Address correspondence and reprint requests to Dr. I. Scheffer, Epilepsy Research Institute, Repatriation Campus, Austin and Repatriation Medical Center, Locked Bag 1, West Heidelberg, Victoria 3081, Australia; e-mail: scheffer{at}unimelb.edu.au
Background: Mutations in SCN1A, the gene encoding the
1 subunit of the sodium channel, have been found in severe myoclonic epilepsy of infancy (SMEI) and generalized epilepsy with febrile seizures plus (GEFS+). Mutations in SMEI include missense, nonsense, and frameshift mutations more commonly arising de novo in affected patients. This finding is difficult to reconcile with the family history of GEFS+ in a significant proportion of patients with SMEI. Infantile spasms (IS), or West syndrome, is a severe epileptic encephalopathy that is usually symptomatic. In some cases, no etiology is found and there is a family history of epilepsy.
Method: The authors screened SCN1A in 24 patients with SMEI and 23 with IS.

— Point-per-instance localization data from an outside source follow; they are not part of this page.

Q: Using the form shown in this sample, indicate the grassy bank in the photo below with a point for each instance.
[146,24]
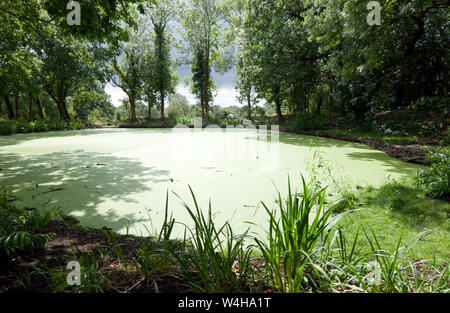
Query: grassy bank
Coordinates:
[397,230]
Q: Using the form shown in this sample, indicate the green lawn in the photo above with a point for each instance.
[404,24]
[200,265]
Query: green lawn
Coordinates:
[401,210]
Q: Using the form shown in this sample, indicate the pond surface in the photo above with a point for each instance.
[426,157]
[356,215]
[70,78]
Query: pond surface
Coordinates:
[118,177]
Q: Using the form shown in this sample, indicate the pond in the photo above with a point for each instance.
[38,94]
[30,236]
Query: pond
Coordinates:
[119,177]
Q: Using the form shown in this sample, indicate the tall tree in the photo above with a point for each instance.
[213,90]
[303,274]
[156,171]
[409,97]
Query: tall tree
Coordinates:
[161,14]
[203,28]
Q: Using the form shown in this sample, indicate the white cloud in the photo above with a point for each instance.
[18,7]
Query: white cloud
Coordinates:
[225,96]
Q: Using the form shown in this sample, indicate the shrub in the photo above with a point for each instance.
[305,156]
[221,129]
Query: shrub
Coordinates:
[18,227]
[40,126]
[436,179]
[7,128]
[75,125]
[305,121]
[57,125]
[23,127]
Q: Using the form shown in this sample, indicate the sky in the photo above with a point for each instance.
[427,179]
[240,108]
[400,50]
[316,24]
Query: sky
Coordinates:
[225,94]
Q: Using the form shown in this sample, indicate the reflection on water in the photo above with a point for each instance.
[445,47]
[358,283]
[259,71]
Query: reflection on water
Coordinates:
[115,177]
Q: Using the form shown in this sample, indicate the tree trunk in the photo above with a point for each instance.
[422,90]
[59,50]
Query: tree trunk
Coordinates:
[16,105]
[149,112]
[133,109]
[206,80]
[249,104]
[9,108]
[278,102]
[30,107]
[39,107]
[61,101]
[161,94]
[319,104]
[331,101]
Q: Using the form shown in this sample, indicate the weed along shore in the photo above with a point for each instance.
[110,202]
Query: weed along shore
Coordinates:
[322,233]
[223,155]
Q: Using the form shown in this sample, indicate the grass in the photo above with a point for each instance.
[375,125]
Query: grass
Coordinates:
[401,209]
[396,242]
[383,137]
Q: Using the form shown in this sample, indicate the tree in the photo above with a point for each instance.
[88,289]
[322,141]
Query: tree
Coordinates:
[161,14]
[128,68]
[202,21]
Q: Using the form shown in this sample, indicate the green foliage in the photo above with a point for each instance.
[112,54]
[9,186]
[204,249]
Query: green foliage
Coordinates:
[40,126]
[218,256]
[7,128]
[292,238]
[20,228]
[436,179]
[309,122]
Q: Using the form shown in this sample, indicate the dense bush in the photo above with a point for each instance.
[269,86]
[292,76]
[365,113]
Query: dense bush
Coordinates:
[7,128]
[19,228]
[405,122]
[436,179]
[305,121]
[23,127]
[40,126]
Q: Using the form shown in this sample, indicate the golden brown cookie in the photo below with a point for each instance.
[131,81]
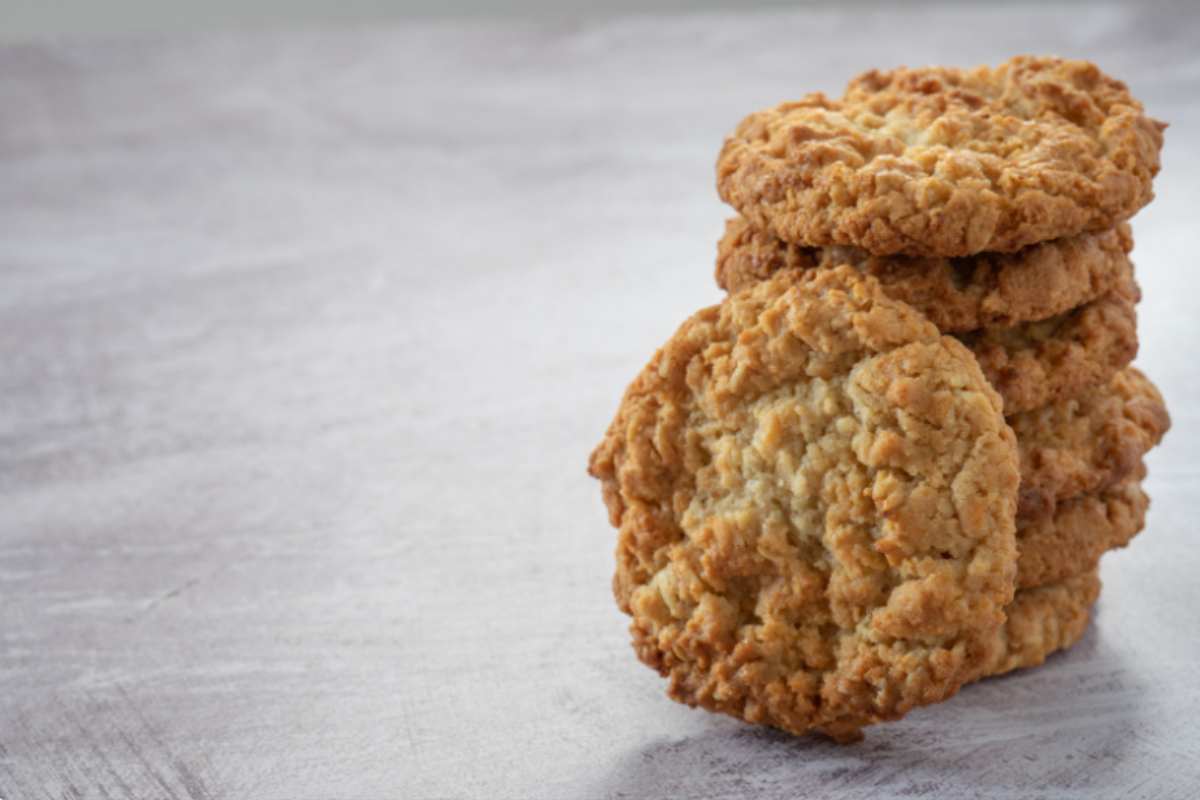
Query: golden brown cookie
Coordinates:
[1087,443]
[1036,364]
[1073,539]
[1043,620]
[815,494]
[941,161]
[958,294]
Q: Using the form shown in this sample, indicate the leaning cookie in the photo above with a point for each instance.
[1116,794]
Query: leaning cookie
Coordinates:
[1087,443]
[957,294]
[1042,621]
[947,162]
[1073,539]
[815,494]
[1036,364]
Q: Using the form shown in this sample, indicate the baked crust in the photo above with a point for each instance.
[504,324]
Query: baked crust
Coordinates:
[1087,443]
[1036,364]
[815,494]
[958,294]
[1043,620]
[1073,539]
[941,161]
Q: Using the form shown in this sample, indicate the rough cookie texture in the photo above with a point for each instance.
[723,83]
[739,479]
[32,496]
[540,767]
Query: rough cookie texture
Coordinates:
[1036,364]
[941,161]
[815,495]
[1081,530]
[1043,620]
[957,294]
[1086,444]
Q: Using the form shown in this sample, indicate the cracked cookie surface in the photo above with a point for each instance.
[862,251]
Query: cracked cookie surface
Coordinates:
[1089,443]
[943,161]
[957,294]
[815,494]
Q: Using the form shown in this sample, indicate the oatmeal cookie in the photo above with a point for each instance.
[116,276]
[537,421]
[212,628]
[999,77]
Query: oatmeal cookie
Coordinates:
[941,161]
[1087,443]
[1036,364]
[815,495]
[1043,620]
[1073,539]
[958,294]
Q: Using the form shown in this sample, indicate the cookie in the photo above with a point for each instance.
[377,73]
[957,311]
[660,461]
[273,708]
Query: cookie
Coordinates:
[958,294]
[1036,364]
[1087,443]
[1042,621]
[815,494]
[941,161]
[1073,539]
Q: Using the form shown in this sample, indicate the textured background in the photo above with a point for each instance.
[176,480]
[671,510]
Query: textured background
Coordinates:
[304,342]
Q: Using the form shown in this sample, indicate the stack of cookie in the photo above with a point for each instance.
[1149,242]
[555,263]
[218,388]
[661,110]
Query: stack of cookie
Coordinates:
[930,295]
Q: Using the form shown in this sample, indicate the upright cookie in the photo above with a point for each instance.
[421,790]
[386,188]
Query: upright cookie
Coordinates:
[1087,443]
[1036,364]
[947,162]
[1042,621]
[1073,539]
[957,294]
[815,495]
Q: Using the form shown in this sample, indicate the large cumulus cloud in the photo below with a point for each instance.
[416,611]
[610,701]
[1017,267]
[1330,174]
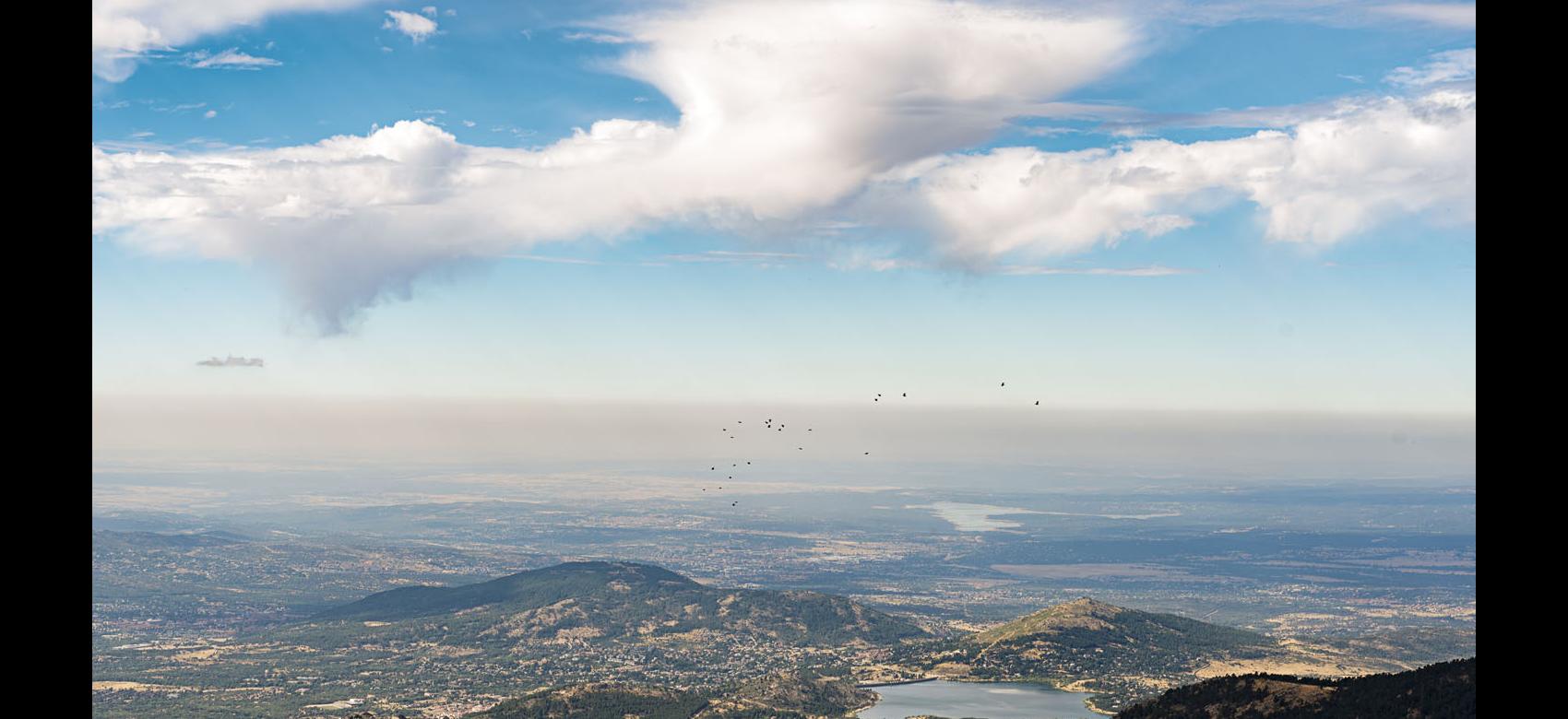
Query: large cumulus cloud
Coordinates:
[789,113]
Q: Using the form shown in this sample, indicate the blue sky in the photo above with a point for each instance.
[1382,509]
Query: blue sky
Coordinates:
[1189,293]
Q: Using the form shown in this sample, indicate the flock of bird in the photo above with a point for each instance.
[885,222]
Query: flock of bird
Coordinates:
[779,428]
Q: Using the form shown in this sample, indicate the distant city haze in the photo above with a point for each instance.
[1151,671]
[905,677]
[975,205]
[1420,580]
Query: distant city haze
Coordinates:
[559,431]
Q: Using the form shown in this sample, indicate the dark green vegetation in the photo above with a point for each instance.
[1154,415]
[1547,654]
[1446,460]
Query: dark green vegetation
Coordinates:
[777,696]
[596,602]
[208,608]
[1118,654]
[1438,691]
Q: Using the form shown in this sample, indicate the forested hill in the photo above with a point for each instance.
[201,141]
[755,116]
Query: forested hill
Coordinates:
[1438,691]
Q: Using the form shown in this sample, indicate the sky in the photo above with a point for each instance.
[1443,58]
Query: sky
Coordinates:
[1108,206]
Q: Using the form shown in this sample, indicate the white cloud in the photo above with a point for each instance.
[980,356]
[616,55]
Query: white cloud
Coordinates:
[802,114]
[414,26]
[1446,15]
[792,112]
[600,38]
[1454,66]
[1319,182]
[125,30]
[230,60]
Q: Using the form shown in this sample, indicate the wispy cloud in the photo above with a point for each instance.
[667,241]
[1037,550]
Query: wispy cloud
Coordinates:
[125,31]
[411,24]
[228,60]
[736,257]
[1144,271]
[231,360]
[600,38]
[1454,66]
[1446,15]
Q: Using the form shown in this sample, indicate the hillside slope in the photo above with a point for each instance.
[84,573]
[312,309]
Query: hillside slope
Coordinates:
[595,602]
[1438,691]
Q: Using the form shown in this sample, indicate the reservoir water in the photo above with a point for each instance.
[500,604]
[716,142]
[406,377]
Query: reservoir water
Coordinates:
[974,699]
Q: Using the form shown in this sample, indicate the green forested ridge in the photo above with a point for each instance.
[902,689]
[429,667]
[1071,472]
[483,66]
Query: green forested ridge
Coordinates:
[1438,691]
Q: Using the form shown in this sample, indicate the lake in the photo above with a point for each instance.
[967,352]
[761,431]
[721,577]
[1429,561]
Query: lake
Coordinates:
[974,699]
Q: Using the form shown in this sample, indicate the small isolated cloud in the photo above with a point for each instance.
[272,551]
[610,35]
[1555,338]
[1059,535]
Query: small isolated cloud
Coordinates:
[1454,66]
[414,26]
[228,60]
[1446,15]
[231,360]
[125,31]
[600,38]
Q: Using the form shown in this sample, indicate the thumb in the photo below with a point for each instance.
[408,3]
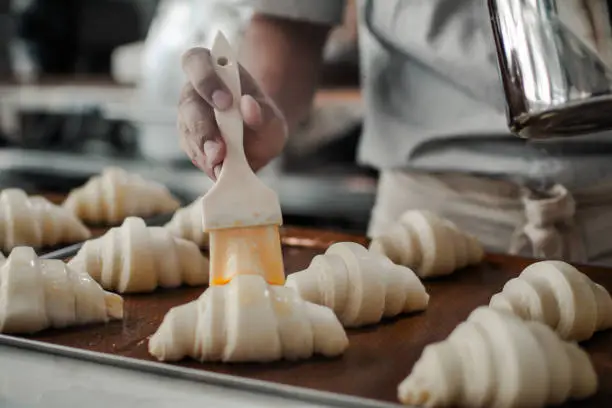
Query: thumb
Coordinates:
[214,154]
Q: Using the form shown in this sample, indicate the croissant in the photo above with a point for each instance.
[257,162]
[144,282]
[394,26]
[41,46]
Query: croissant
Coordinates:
[248,320]
[135,258]
[187,223]
[36,222]
[360,286]
[37,294]
[116,194]
[558,295]
[429,245]
[495,359]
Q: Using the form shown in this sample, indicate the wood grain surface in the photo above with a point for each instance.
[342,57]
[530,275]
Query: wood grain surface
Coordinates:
[379,357]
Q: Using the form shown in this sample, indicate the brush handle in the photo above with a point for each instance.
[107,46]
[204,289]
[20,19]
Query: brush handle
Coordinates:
[230,121]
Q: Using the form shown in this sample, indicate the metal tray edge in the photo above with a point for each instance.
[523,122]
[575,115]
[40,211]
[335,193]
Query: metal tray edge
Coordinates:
[207,377]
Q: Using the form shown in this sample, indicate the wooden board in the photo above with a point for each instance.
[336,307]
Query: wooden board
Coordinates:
[378,358]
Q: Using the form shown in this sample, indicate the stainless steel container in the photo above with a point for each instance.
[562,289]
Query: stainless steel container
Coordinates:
[555,59]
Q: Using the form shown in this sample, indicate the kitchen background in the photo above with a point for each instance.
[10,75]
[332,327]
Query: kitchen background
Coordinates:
[86,84]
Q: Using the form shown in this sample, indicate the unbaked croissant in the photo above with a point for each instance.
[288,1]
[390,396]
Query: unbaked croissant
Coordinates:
[187,223]
[116,194]
[558,295]
[248,320]
[36,222]
[360,286]
[428,244]
[36,294]
[495,359]
[135,258]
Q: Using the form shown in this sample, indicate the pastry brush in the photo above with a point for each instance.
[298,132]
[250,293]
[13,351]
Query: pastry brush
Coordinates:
[241,214]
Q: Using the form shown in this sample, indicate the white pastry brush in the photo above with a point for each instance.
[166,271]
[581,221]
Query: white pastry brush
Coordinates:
[241,214]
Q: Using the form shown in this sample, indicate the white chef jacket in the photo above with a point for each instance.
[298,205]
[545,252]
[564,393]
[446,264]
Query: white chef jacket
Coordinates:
[433,96]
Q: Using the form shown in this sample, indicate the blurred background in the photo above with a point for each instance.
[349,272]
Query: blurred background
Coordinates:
[85,84]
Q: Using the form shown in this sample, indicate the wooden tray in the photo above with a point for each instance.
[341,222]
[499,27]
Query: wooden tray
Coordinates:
[378,358]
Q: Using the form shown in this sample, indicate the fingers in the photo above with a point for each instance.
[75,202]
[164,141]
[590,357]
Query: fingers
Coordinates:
[199,69]
[200,137]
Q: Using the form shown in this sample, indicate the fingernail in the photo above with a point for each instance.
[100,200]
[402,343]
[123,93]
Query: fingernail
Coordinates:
[222,100]
[217,171]
[211,151]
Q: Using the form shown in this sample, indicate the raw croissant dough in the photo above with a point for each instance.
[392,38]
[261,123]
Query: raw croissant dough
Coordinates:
[116,194]
[360,286]
[429,245]
[496,359]
[187,223]
[36,294]
[136,258]
[248,320]
[558,295]
[36,222]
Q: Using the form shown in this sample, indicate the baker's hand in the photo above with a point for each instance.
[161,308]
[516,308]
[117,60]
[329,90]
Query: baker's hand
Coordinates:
[265,128]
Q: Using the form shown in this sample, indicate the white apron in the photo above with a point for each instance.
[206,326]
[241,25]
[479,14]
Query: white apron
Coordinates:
[574,226]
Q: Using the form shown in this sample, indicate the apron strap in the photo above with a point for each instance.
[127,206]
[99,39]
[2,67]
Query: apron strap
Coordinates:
[549,231]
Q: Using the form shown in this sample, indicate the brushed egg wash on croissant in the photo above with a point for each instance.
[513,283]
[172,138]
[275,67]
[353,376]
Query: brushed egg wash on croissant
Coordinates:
[246,314]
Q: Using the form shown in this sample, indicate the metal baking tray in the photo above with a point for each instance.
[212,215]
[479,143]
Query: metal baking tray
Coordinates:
[207,377]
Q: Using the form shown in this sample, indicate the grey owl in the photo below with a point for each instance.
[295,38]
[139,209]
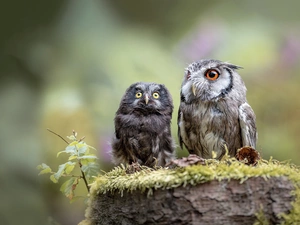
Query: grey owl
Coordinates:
[213,110]
[142,126]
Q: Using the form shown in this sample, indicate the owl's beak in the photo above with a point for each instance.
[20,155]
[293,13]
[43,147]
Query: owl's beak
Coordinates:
[194,89]
[146,99]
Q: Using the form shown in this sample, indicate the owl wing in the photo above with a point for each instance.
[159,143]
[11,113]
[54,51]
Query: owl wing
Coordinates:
[247,125]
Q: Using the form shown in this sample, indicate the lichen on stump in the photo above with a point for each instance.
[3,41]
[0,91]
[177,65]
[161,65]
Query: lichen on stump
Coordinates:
[227,192]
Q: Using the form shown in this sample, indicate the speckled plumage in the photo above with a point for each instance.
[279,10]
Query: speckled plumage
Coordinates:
[142,127]
[214,113]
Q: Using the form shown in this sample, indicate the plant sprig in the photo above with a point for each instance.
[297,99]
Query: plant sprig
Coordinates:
[79,155]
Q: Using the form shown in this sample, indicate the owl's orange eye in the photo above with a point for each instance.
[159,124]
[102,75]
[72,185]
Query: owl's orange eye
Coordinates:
[188,75]
[138,95]
[212,74]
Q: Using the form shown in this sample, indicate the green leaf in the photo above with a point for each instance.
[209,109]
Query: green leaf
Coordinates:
[88,157]
[44,169]
[90,169]
[71,137]
[69,168]
[62,169]
[52,178]
[68,187]
[82,149]
[73,143]
[69,150]
[72,157]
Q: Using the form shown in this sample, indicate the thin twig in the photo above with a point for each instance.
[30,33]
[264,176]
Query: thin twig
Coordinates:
[81,139]
[58,135]
[83,177]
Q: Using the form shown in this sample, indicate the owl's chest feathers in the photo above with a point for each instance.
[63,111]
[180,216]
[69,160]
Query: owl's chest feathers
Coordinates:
[208,126]
[152,124]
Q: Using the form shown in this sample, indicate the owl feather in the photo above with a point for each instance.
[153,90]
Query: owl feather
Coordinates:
[142,126]
[213,112]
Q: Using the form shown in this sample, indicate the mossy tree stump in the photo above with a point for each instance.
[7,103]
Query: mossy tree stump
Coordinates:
[219,193]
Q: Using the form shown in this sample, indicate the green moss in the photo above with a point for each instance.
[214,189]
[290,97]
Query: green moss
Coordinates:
[148,179]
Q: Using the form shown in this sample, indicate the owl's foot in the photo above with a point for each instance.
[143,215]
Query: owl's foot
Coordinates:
[192,159]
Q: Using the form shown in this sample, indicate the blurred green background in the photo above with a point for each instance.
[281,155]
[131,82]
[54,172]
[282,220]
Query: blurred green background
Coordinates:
[65,65]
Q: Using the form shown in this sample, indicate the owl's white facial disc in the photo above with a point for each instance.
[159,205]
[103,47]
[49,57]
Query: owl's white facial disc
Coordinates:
[207,81]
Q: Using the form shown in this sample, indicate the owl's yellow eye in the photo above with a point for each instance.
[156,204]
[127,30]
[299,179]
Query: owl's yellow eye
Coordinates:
[155,95]
[212,74]
[138,95]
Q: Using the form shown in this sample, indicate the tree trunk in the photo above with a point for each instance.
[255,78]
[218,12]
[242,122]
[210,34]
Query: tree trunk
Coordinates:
[214,202]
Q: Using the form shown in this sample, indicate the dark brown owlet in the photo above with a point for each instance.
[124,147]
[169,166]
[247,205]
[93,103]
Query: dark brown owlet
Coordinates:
[213,110]
[142,126]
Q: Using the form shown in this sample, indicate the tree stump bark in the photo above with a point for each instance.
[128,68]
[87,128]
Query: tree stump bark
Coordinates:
[214,202]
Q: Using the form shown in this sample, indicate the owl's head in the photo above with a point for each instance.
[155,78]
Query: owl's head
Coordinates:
[210,80]
[147,98]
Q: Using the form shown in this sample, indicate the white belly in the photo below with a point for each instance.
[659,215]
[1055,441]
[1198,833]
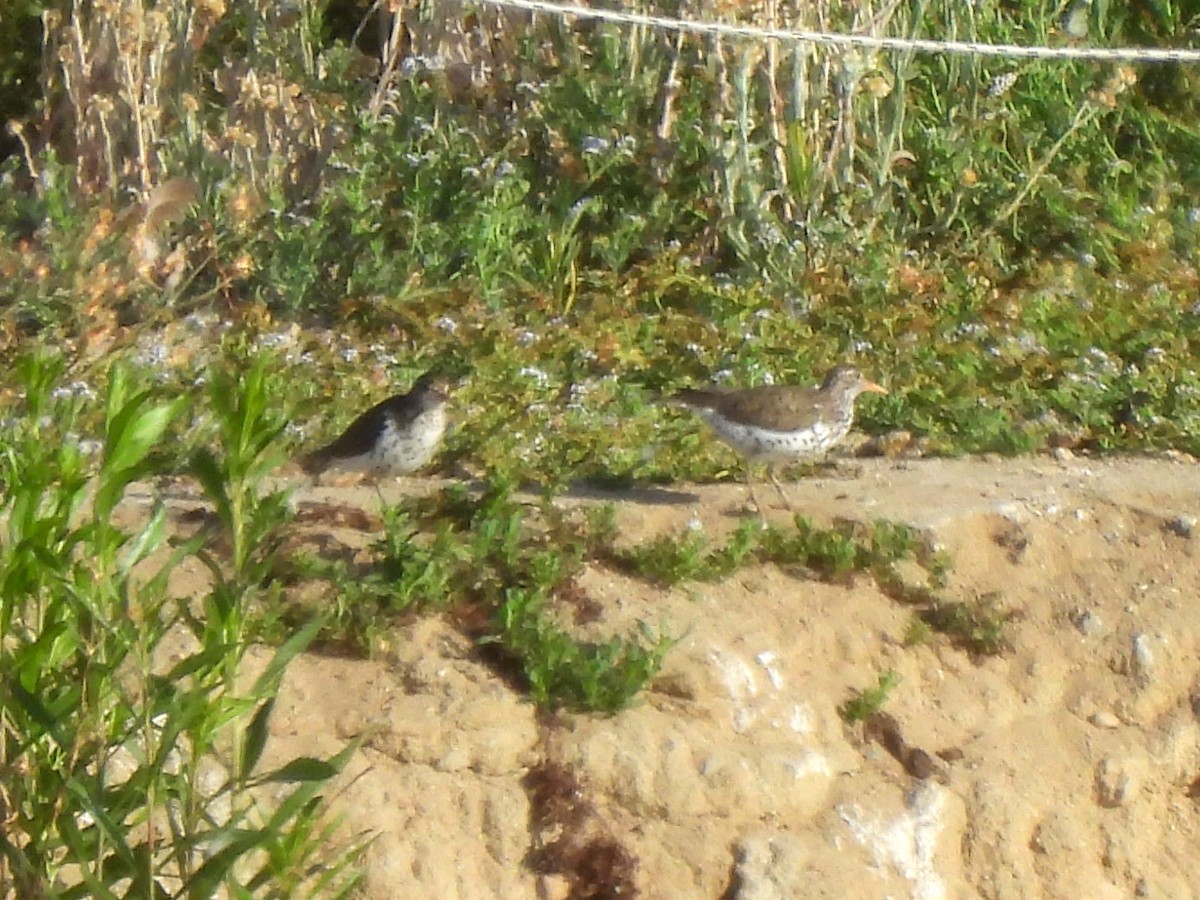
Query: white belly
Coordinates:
[402,451]
[777,447]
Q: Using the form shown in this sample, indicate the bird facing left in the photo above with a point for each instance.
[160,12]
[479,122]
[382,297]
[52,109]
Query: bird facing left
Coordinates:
[395,437]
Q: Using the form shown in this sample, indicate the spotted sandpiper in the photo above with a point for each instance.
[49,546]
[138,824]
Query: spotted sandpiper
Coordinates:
[396,437]
[779,424]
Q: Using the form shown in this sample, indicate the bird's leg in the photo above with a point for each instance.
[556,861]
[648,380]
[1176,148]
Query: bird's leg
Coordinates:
[787,503]
[754,498]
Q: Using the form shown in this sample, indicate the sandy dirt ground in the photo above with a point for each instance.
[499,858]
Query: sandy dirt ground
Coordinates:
[1068,767]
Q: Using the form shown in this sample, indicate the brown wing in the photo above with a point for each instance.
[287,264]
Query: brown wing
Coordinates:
[777,407]
[364,431]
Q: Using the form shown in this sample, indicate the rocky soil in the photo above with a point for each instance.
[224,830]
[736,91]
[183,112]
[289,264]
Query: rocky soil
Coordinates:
[1068,767]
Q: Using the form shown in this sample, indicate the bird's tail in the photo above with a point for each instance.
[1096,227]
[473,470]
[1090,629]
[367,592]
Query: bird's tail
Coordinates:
[690,397]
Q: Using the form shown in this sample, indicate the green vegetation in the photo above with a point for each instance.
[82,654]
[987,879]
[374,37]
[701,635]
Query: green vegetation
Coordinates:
[223,219]
[129,775]
[868,702]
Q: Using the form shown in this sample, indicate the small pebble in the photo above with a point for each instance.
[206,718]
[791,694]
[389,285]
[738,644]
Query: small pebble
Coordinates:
[1103,719]
[1141,658]
[1089,623]
[1114,784]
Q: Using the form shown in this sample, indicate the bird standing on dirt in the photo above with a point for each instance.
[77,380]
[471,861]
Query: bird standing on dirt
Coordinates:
[396,437]
[781,424]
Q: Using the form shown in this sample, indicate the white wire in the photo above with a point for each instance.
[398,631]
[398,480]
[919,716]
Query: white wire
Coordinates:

Results: Mutations were found in 8 of 24 (33%) SMEI patients, a frequency much lower than initial reports from Europe and Japan. One mutation near the carboxy terminus was identified in an IS patient. A family history of seizures was found in 17 of 24 patients with SMEI.
Conclusions: The rate of SCN1A mutations in this cohort of SMEI patients suggests that other factors may be important in SMEI. Less severe mutations associated with GEFS+ could interact with other loci to cause SMEI in cases with a family history of GEFS+. This study extends the phenotypic heterogeneity of mutations in SCN1A to include IS.